Campo Grande: Die Viehzüchterstadt
Unten Cuiabá und Pantanal
Auch Campo Grande, Hauptstadt des 350.548 Km² grossen Bundesstaates Mato Grosso do
Sul, ist eine geplante Stadt wie
Brasília,
Belo Horizonte und
Goiânia.
Sie wurde 1889 gegründet und hat heute ca. 750'000 Einwohner.
Campo Grande ist ein wichtiges Handelszentrum der Region Mittelwesten. Diese Region
lebt vor allem von der Viehzucht, weshalb Lederwaren hier günstig sind. Die Orientierung
in Campo Grande fällt nicht schwer, wenngleich der Tourist sich kaum länger dort
aufhalten wird. Einzige nennenswerte Sehenswürdigkeit ist das Museu Dom Bosco
oder Museu do Índio.
Campo Grande ist allerdings das südliche Tor zum Pantanal. Das Pantanal befindet sich im Zentralbrasilien, an der Grenze zu Paraguay und Bolivien,
zwischen den Bundesstaaten Mato Grosso do Sul und Mato Grosso und ist etwa so
gross wie die Bundesrepublik vor 1989.
Campo Grande ist zudem Ausgangspunkt zum bekannten
Ort
Bonito
(s.
Zagaia Eco-Resort), wo
man u.a. wunderbare Grotten mit ihren kristallklar-blauen Seen geniessen kann.
Sommertemperatur: von 18 bis 36
°C Wintertemperatur: von 4 bis 26 °C.
Cuiabá: Das nördliche Tor zum Pantanal
Cuiabá ist die Hauptstadt des Bundesstaates Mato Grosso. Geographisch
befindet sich in der Nähe von Cuiabá die Mitte des südamerikanischen Kontinents.
Hier liegt eine wichtige Wasserscheide. Die Flüsse, die nördlich von Cuiabá
entspringen, fliessen zum Amazonas und die südlich entspringenden zum Rio Paraná.

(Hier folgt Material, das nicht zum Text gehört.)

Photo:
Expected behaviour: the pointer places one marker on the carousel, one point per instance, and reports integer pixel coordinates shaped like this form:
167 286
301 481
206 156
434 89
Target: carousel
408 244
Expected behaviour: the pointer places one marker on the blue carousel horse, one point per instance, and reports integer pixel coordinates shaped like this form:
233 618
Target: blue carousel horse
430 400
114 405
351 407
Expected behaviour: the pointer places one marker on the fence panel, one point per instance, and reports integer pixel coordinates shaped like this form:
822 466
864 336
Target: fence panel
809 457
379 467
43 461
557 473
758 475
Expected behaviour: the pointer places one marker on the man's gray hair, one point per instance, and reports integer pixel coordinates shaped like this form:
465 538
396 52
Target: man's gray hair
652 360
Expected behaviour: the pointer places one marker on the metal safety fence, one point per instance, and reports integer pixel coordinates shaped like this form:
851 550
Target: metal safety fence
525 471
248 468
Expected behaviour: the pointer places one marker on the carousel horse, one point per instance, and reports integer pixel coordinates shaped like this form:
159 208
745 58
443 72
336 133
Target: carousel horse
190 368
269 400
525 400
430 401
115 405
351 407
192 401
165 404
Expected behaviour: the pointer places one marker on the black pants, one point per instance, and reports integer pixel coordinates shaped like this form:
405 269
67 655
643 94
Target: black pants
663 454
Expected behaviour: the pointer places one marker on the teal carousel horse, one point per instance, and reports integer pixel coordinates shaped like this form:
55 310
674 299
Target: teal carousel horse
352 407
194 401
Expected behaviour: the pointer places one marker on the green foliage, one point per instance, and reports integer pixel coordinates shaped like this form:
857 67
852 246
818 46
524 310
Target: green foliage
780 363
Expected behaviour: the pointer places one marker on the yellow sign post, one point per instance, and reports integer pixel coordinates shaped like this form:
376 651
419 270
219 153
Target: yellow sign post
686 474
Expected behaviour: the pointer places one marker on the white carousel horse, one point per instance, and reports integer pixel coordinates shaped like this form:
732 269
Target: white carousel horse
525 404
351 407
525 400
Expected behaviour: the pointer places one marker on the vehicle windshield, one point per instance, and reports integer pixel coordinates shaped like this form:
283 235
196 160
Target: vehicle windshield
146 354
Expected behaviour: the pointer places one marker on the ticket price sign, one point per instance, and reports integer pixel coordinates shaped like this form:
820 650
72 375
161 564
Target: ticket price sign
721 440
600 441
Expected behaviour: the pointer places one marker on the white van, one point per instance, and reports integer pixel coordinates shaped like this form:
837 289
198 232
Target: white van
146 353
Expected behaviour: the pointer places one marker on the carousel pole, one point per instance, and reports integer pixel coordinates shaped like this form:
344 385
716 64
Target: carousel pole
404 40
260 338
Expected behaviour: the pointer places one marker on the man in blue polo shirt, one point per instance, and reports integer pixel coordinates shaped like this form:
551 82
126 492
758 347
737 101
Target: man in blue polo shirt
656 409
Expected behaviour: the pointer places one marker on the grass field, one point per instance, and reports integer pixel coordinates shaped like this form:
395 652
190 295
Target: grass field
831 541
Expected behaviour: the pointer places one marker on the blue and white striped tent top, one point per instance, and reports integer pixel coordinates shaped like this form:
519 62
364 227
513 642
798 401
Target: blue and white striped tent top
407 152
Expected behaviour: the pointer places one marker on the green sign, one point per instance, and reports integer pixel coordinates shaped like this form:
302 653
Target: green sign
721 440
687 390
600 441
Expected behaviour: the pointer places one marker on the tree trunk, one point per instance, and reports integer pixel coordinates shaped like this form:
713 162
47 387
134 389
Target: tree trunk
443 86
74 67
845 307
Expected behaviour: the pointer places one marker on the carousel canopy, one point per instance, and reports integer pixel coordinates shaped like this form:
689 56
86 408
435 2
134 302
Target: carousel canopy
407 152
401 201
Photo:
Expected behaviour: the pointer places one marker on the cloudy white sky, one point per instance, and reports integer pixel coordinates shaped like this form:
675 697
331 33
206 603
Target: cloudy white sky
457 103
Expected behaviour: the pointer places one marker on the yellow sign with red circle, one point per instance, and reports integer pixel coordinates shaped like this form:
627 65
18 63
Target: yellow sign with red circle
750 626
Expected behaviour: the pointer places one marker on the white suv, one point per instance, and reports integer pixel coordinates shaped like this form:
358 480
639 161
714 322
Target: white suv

In der 535'000 Einw. Stadt gibt es wenige touristische
Anziehungspunkte. Sie ist jedoch Ausgangspunkt zum Pantanal und zum
Nationalpark Chapada
dos Guimarães.
Der Nationalpark Chapada dos Guimarães umfasst 33'000 ha.
und liegt 67 km nordöstlich von Cuiabá zwischen Amazonien und den Cerrados Zentralbrasiliens.
Die vielfältige, in 800 m Höhe gelegene Landschaft, ist von Canyons, Felsabbrüchen
und Wasserfällen geprägt.
Das Pantanal befindet sich im
Südwesten des Bundesstaates Mato Grosso an der Grenze zu Paraguay und Bolivien und wurde
2000 zum Weltbiosphäre von der
UNESCO erklärt. Der Name "pântano" bedeutet zwar Sumpf; es handelt sich jedoch
nicht um ein Sumpfgebiet, sondern um das grösste Binnen-Feuchtgebiet der Erde.
Temperatur:
sehr, aber wirklich sehr heiss: 22 bis 44 °C. Im Winter nicht so heiss: 14
bis
34 °C.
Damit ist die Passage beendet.